There are many, many things that seem so unfair. I scan the obituaries and learn that a survivor of the Holocaust has died from COVID-19. Think about that: to survive a concentration camp and then die from a virus for which we have no cure. Our health/medical care professionals are wearing plastic garbage bags in place of sterile gowns or have to rely on home-made cloth masks they must wear for days on end, no matter how dirtied they've become, because replacements are unavailable. Who stands up to take responsibility for lack of supplies?
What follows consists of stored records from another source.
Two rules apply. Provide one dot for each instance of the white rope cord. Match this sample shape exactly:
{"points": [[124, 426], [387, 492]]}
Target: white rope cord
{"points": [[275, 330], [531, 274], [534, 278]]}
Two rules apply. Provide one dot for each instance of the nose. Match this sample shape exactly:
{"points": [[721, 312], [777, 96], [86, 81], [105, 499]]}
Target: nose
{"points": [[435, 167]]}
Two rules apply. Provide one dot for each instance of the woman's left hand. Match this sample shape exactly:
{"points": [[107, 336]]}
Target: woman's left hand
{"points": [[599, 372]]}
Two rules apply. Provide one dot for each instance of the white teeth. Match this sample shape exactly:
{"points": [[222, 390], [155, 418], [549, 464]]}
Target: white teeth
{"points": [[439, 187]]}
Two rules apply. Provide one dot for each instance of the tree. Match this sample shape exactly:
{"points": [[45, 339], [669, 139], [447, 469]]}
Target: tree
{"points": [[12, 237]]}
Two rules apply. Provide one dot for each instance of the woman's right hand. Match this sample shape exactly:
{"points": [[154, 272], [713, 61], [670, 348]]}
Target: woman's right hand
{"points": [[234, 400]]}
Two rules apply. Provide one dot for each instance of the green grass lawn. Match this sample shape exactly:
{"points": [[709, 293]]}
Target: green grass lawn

We certainly can't look to the president, who interrupts reporters at a daily briefing to give them his thoughts about some television show's ratings, hint that health care professionals are stealing masks to sell them on a black market, or complain about how many billions he's lost in the crisis. Let him sit upon his gold throne and have to look at pictures of the beloveds we've lost. Italy, a country whose people I love, has been devastated. Six-feet-apart chalk outlines are drawn on outdoor parking lots to give men and women and children experiencing homelessness the proper physical distance from each other's concrete beds. Rules about bringing migrants in to harvest our fields have been relaxed; they are given nothing in the way of personal protective equipment or a fair wage. And innocent people and American soldiers are still dying in wars our country can't seem to end. Unfair? These are obscene and immoral and profoundly tragic.

__________________________

* Quoted from "Coronavirus" at A Network for Grateful Living Blog, March 30, 2020. The page lists a variety of helpful resources. Pir Elias Amidon is the spiritual director (Pir) of Sufi Way International.